For the fourth time in five games, the Edmonton Oilers managed one goal (they scored two in the other). And for the fourth time in five nights, in case you hadn't guessed, they lost.

"We're not sustaining enough time in the opposition's end and it costs you over the course of a game," said lone Oilers scorer Marty Reasoner, after a 16-shot, 2-1 loss to the Anaheim Ducks dropped Edmonton to 14th place in the Western Conference standings. "We've seen that over the last few weeks."

And again last night. When Corey Perry tied it 1-1 at 12:38 of the second period, Edmonton had six shots on net.

"We need to get to the net more and get some more dirty goals, that's the biggest thing for us," said Sam Gagner, who was moved up to the first line to fill in for an injured Ales Hemsky. "We have to make it a habit and the goals will come more and more."

Without Hemsky, the Oilers seemed lost offensively.

Mathieu Garon did what he could, but the only way he was winning this thing was 1-0.

"It's always tough when you lose one of your best players, but I think the guys who are playing have to step up and make a difference," said Garon. "And it seems like all the time we're making a little mistake late that costs us the game."

In too many games during this drought the Oilers have actually led, but tried to protect a one-goal lead rather than expand it to two goals. And it's backfired every time.

"It's happened to us before, sitting back on leads, playing the waiting game and I don't think it's worked yet," said Gagner, well aware that the best defence is a good offence. "We have to contine to push the envelope and try and create scoring chances every time we're on the ice.

"Maybe we need to push earlier to get that go ahead goal. If we're on the attack and we're in their offensive zone it's going to be tough for them to score on us. That's a thing we have to work on."

Afterwards, the Oilers were lamenting the defensive breakdowns that allowed Doug Weight to break open a 1-1 tie at 16:21 of the third period.

"I thought it was pretty much an even game,"said MacTavish. "But it's the same ting at the end where you're only behind in a game for three or four minutes, but it decides the game.

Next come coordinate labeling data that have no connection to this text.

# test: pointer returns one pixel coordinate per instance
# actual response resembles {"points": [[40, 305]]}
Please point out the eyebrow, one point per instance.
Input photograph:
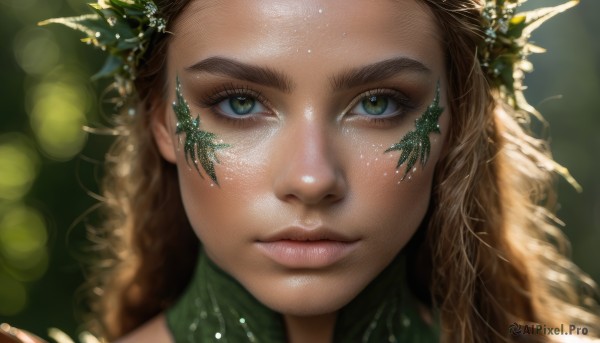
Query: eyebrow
{"points": [[242, 71], [272, 78], [377, 71]]}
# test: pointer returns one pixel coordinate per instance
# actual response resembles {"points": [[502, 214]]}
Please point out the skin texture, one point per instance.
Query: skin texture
{"points": [[307, 158]]}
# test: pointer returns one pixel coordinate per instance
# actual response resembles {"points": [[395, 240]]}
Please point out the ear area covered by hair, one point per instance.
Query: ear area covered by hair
{"points": [[162, 132]]}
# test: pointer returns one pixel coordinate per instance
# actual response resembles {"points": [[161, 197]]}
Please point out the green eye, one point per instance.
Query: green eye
{"points": [[375, 104], [241, 105]]}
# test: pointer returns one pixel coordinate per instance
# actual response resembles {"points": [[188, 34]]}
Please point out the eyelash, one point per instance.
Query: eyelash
{"points": [[405, 106], [214, 98]]}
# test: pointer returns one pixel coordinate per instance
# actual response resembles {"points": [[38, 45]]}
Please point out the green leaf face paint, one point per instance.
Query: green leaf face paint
{"points": [[199, 146], [415, 145]]}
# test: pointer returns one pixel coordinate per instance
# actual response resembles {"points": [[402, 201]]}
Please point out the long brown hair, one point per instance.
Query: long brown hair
{"points": [[486, 244]]}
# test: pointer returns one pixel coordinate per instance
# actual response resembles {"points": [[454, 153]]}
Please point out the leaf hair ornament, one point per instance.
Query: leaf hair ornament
{"points": [[123, 29], [199, 146], [504, 51], [415, 145], [505, 48]]}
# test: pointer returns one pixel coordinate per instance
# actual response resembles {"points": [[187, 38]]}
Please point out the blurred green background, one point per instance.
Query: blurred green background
{"points": [[49, 166]]}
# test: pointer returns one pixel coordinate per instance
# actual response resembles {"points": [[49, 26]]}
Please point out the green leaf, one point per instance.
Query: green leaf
{"points": [[112, 64]]}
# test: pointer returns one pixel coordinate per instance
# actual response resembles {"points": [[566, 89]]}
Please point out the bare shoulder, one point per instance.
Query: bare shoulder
{"points": [[154, 331]]}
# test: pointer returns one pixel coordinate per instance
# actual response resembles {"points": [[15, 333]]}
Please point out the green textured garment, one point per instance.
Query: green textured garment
{"points": [[217, 308]]}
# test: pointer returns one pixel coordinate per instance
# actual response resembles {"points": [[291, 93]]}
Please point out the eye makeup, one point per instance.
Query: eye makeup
{"points": [[200, 146], [415, 145]]}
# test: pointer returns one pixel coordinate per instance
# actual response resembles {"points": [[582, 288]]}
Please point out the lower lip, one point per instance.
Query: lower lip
{"points": [[306, 254]]}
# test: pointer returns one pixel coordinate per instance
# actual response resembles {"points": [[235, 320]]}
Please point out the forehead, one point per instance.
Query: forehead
{"points": [[290, 32]]}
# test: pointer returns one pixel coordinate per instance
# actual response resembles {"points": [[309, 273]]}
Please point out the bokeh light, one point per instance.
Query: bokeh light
{"points": [[19, 164], [58, 112], [13, 296], [36, 50]]}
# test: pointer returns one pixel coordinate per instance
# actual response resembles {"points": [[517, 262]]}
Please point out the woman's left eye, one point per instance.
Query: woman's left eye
{"points": [[240, 106], [376, 105]]}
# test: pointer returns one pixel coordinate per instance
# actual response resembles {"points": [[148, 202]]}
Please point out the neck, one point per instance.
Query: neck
{"points": [[314, 329]]}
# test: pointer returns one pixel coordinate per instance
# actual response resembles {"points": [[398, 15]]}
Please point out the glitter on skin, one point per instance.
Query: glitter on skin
{"points": [[199, 145], [415, 145]]}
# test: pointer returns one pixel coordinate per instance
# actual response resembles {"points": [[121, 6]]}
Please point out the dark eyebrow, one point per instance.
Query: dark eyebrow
{"points": [[242, 71], [376, 72]]}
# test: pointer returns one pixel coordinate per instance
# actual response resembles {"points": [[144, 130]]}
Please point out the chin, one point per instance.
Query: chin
{"points": [[307, 295]]}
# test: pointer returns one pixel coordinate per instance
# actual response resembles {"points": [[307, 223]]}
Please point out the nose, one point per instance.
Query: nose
{"points": [[309, 171]]}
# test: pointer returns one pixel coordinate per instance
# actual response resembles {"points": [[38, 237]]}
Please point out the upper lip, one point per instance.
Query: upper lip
{"points": [[296, 233]]}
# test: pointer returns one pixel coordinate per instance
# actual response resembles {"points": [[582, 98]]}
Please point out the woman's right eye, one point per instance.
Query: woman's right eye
{"points": [[240, 106]]}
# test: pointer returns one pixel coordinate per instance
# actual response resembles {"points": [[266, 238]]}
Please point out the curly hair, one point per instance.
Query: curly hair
{"points": [[482, 252]]}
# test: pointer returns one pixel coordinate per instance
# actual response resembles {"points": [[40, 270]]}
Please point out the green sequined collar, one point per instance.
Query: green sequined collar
{"points": [[216, 308]]}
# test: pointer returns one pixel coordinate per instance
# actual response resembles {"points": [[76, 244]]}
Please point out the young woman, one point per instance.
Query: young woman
{"points": [[324, 171]]}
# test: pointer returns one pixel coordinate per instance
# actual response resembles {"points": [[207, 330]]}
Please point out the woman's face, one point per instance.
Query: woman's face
{"points": [[308, 95]]}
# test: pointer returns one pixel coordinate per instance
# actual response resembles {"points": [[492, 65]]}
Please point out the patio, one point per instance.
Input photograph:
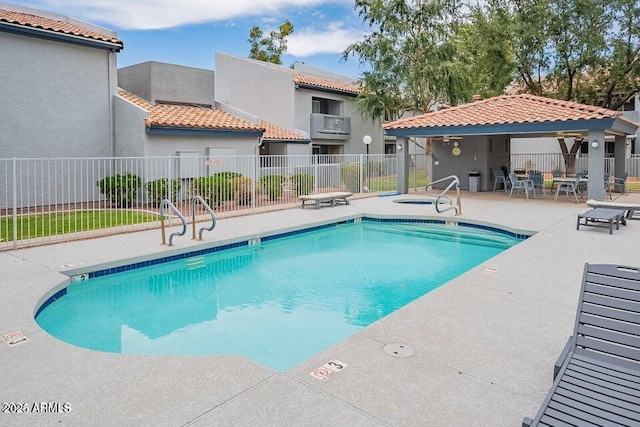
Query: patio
{"points": [[484, 343]]}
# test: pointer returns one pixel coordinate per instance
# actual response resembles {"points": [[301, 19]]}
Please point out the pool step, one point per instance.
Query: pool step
{"points": [[452, 233], [194, 263]]}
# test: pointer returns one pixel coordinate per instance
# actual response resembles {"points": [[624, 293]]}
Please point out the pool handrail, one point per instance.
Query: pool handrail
{"points": [[193, 217], [168, 204], [454, 181]]}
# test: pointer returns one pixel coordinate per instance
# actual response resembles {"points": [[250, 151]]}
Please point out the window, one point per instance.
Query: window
{"points": [[326, 106]]}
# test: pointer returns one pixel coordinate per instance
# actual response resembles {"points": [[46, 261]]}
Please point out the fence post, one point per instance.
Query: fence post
{"points": [[254, 183], [169, 179], [361, 173], [15, 203]]}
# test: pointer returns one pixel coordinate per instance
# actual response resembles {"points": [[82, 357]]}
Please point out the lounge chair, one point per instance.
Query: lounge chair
{"points": [[331, 199], [597, 377], [521, 184], [631, 209]]}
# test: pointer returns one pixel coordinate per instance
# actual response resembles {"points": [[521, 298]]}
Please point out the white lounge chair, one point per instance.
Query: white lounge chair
{"points": [[332, 199]]}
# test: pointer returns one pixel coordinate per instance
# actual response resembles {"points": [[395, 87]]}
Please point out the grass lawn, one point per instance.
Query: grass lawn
{"points": [[51, 224]]}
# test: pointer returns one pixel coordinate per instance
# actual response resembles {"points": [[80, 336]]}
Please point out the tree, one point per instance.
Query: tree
{"points": [[586, 51], [408, 55], [410, 58], [269, 49], [484, 44]]}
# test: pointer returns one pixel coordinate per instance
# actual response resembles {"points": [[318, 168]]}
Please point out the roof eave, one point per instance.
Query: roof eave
{"points": [[61, 37], [194, 131], [505, 128], [286, 141], [326, 89]]}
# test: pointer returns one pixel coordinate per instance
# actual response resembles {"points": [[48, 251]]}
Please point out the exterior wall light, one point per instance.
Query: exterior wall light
{"points": [[367, 140]]}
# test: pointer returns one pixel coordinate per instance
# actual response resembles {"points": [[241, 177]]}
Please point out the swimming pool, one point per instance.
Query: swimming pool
{"points": [[277, 302]]}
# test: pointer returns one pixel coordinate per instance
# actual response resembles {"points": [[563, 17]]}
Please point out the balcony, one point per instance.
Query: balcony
{"points": [[326, 126]]}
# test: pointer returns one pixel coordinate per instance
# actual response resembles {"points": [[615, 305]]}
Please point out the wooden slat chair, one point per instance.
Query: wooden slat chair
{"points": [[597, 377]]}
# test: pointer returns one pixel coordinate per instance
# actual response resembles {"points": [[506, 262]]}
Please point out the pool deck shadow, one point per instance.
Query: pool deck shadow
{"points": [[484, 343]]}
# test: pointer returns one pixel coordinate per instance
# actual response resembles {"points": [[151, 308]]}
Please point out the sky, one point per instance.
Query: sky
{"points": [[189, 32]]}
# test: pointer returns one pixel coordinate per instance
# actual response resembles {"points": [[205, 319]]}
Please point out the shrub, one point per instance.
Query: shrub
{"points": [[215, 189], [303, 183], [121, 190], [241, 188], [272, 185], [160, 189], [351, 176]]}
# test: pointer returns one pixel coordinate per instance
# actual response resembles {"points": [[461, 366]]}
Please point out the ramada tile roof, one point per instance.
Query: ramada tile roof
{"points": [[54, 25], [273, 132], [166, 115], [507, 109], [317, 82]]}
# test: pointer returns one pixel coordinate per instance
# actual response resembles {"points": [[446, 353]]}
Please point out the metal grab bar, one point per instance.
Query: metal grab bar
{"points": [[455, 181], [167, 203], [193, 217]]}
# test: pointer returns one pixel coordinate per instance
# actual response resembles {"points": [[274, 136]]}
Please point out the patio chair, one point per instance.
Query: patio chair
{"points": [[538, 180], [607, 185], [556, 174], [569, 187], [620, 184], [499, 178], [597, 377], [521, 184]]}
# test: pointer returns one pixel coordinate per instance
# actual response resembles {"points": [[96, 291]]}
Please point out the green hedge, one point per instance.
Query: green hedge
{"points": [[217, 188], [122, 190], [241, 187], [159, 189], [351, 176], [273, 185]]}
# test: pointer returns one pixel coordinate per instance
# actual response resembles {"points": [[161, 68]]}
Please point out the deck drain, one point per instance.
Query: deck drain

We're not proud of the way we've executed in those crucial situations."

But when you only score once, you leave yourself vulnerable to losing on one mistake.

"You get an opportunity to widen that lead and we're not taking advantage of that," said the coach. "It's just developing a winning mentality."

"Right now we don't have that mindset to go and get that next goal," said Sheldon Souray. "Without those points in the shootouts we're pretty average."

Now the 16-19-3 Oilers will need a serious run if they're going to leapfrog six teams and bump somebody out of eighth.

It usually takes about 95 points to play in the post-season and they have 35 with 44 games left. In other words, they're going to need about 60 points out of their last 44 games (something in the neighborhood of 30-14).

LATE HITS: An MRI on Ales Hemsky's left knee revealed no structural damage, but the Oilers aren't sure whether the tissue damage will be healed enough for him to play in Minnesota tomorrow. Ethan Moreau, however, will be in the lineup for the first time since Oct. 21, 2006.